Why would people deposit money at 5%? Because you make their lives easier. Payment banks are supposed to use technology to do that. Open accounts faster – for individuals, take photos at the branch and a 10-second video of them holding up their PAN/Aadhaar cards (this can even be done remotely). Any address proof is okay now, and currently banks crib about such requirements. Payment banks should tie up with courier companies and logistics providers to validate addresses constantly, and monitor ATM and card geographical usage to track customers. This meets KYC needs and definitely so for those that have less than 100K with you.

And then you have payments. It’s dumb to have only an SMS based One Time Password for everything. A true two-factor auth would use multiple such mechanisms, and whichever is convenient at any time. A birthdate can be used for a card not present transaction for small amounts (say less than Rs. 1,000), the last three digits of your account number, a missed-call from a phone, a fingerprint sensor; with increasing degrees of protection as amounts get bigger. And then, a payment bank can do a pre-authorization for services like taxi-cabs, where the user authorizes the maximum fare, but the company should only deduct what is actually payable. 

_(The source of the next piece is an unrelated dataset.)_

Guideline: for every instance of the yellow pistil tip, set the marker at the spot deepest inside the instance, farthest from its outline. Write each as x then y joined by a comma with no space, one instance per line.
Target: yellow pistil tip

And cash-ins. Do you know that most banks, especially public sector ones, charge if you deposit cash into a non-home branch? So the poor labourer working in Bangalore who has his bank account with SBI in Bihar has to pay Rs. 50 to deposit money into his account, so that his family can withdraw it. Worse, such people are treated shabbily by the banks and made to stand in long winding queues, with limited people allowed each day. I have seen this first hand.

My solution? A payment bank should say this – You don’t even need to have an account with us. Give us cash, and we’ll transfer money to your SBI account for Rs. 5 per transaction. Do it through IMPS so that the person sees cash instantly in their bank account (they can verify at your own ATM, which you don’t charge them for – you earned Rs. 5 already) Build their trust and they’ll eventually open an account with you. And this alone is a massive market.

For people who need to transact for more than Rs. 100K (I hate this limit) there’s a need to do things better. One way would be to route their money into an overnight instrument like a liquid mutual fund, with an auto-redemption and reinvestment every day (so that during the day, they have access to more than Rs. 100K, which is rolled back into the liquid fund by 2pm). 

I won’t even get started with the markets for international remittances (make it way cheaper!). They can even convert rupees to BitCoin and back (someone else has to take the exchange rate risk, I think) Or for instant payments through NFC or other contactless technology, at very low rates. Or for better mutual fund or insurance selling mechanisms. Or for organizing credit from other banks. Of for collecting subsidies. And so many things.

Technology can rapidly help complaint resolution and speedy handling of issues, and reduce currently insane burdens from banks. Banks will need core banking systems, internet banking etc. and smarter mechanisms to deal with problems than are currently used. Documentation should only be required once, for instance – having every single document self-signed is a waste of time, and most of the time not required. (A 10 second video recording at the branch/ATM or at home saying “Please use my documents” is enough!) 

Every prepaid instrument provider should go become a payment bank and stick in there, because in five years, RBI will make life much easier. This concept will not help with financial inclusion as much as it will revolutionize the payments ecosystem; but only if players behave to that effect and RBI isn’t a total pain in the wrong places. Raising capital shouldn’t be that big a problem but the promoter requirement of 40% and FII/FDI limits mean that it’ll take deep pockets to get this done. However, I refuse to believe that after all this drama and startup mega-raises, capital will be the constraint. I’m hoping this is the next big thing in Banking, even with that unfortunate Rs. 100K account limit.